Stars: 3 out of 5
Pros: Interesting court case and fun characters
Cons: Makes little of the Holmes premise/tie in
The Bottom Line:
Nigel on jury
Sherlock ties are weak at best
Deadly Jury Duty in England
While I’ve read very few of the original Sherlock Holmes stories, I’ve enjoyed many of the modern takes on his legacy. One of the most creative is the Baker Street Letters series, which features two brother lawyers in England who have to answer the letters people write to Sherlock Holmes. The Baker Street Jurors is the latest in the series, but it doesn’t live up to its potential.
With Reggie and Laura on their extended honeymoon, this book focuses on Nigel, which is only fair since he was absent for most of the last book. He’s back in London full time now since his girlfriend in Los Angeles has broken up with him. He’s actually living in the law offices since he has nowhere else to go yet. The trouble begins when the Crown sends two jury summons to the law office – one for Nigel and one for Sherlock Holmes.
While Nigel dismisses the one (even going so far as to turn it into a paper airplane), he has to show up and winds up on the trial of the century. Cricket star Liam McSweeney is being tried for murdering his wife. There have already been two mistrials, and Nigel is seated as an alternate for the third trial. With an international cricket match coming up, the media is crying for Liam to be allowed to play and acquitted of the crime he couldn’t have possibly have done.

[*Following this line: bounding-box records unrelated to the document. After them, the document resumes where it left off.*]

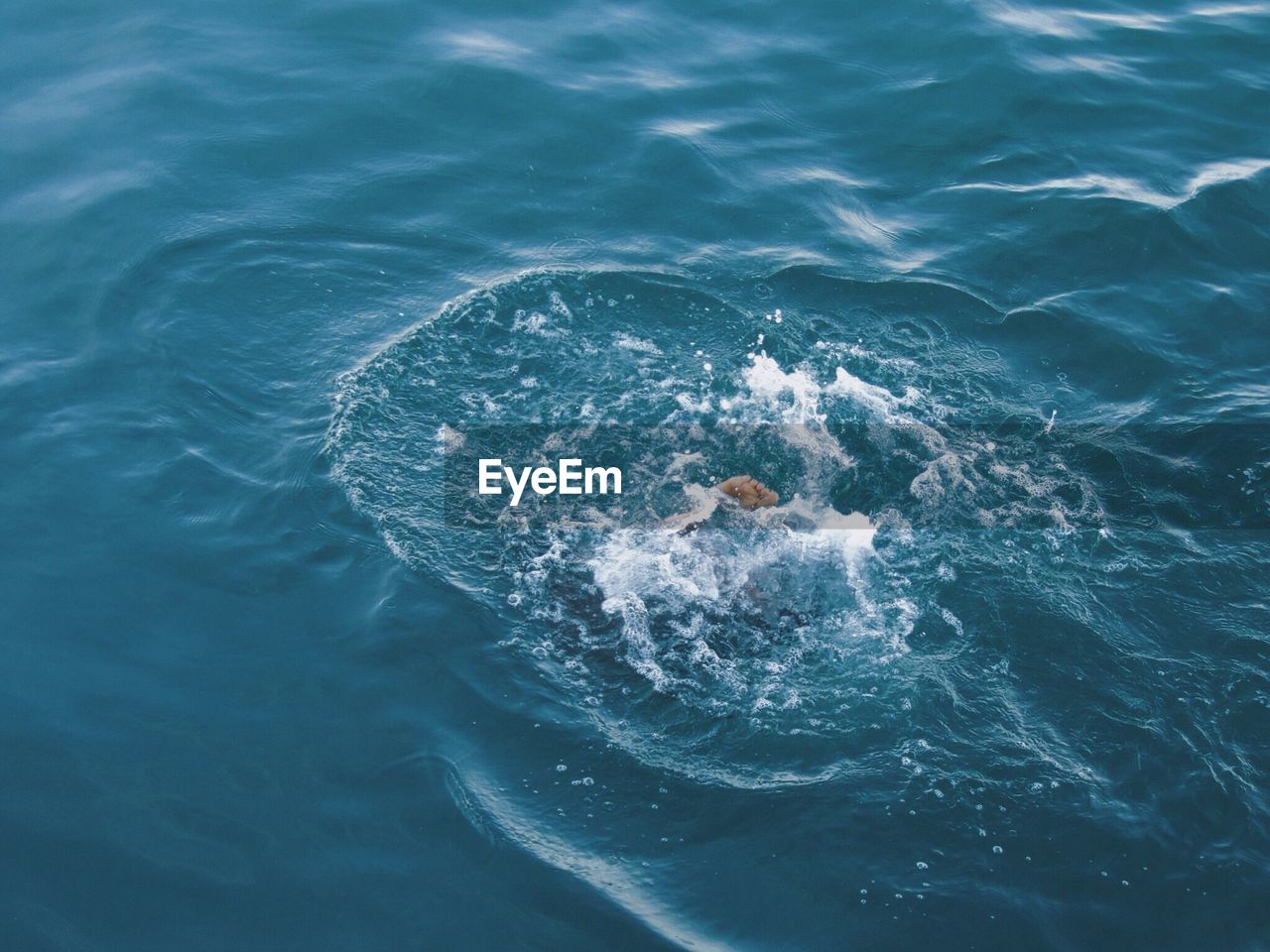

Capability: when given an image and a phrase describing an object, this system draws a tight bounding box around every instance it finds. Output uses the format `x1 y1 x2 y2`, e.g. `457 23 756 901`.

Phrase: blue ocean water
0 0 1270 952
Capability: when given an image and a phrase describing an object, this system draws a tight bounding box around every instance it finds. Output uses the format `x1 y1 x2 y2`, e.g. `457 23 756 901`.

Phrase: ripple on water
326 266 1132 787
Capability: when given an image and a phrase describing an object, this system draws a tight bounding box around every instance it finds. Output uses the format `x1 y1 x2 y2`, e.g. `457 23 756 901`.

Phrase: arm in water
663 475 780 536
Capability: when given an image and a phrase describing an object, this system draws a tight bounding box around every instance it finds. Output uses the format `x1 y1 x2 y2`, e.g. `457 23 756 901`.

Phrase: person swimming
715 475 780 509
664 473 780 536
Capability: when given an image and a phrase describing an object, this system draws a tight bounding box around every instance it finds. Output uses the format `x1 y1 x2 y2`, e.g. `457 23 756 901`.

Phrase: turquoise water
0 1 1270 952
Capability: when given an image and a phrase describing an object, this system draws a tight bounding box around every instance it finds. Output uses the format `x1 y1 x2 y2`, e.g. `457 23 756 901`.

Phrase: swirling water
0 3 1270 949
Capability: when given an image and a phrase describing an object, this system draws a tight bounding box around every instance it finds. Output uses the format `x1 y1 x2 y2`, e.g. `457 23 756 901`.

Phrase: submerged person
663 473 780 536
715 475 780 509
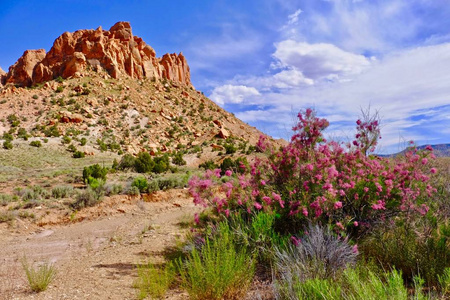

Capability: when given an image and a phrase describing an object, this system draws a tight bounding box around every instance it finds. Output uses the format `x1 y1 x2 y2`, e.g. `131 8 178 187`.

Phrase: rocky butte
0 22 192 86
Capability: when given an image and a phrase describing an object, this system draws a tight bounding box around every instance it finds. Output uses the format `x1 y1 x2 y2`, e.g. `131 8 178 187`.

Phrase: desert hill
0 22 270 159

Or could he?
The books in this series have wonderful premises, and the idea of Sherlock Holmes getting a jury summons thanks to a clerical error is another fantastic one. Sadly, the book doesn’t really deliver on that premise. It’s fairly obvious to us early on what is happening, and there are no twists along the way, and even what is set up in under used.
However, we get the actual mystery of the trial. Even though the main characters are lawyers, this is the first time in the series that we spend much time actually in court, and that was fun. The way the case unfolds and the events happening outside the courtroom are actually quite fun and engaging.
Nigel is almost completely surrounded by new characters in this book. No, we don’t get to know all the jurors, but we do get to know several of them, and I really liked them. The book is about the jurors as much as the case, but we get some insights into the players involved in the crime as the book unfolds as well.
If this were a book in a different series, I would have enjoyed it more. But since The Baker Street Jurors didn’t really capitalize on the premise, the result is only average.
While this book wasn’t the best, don’t miss the fun of the earlier books in the Baker Street Letters series.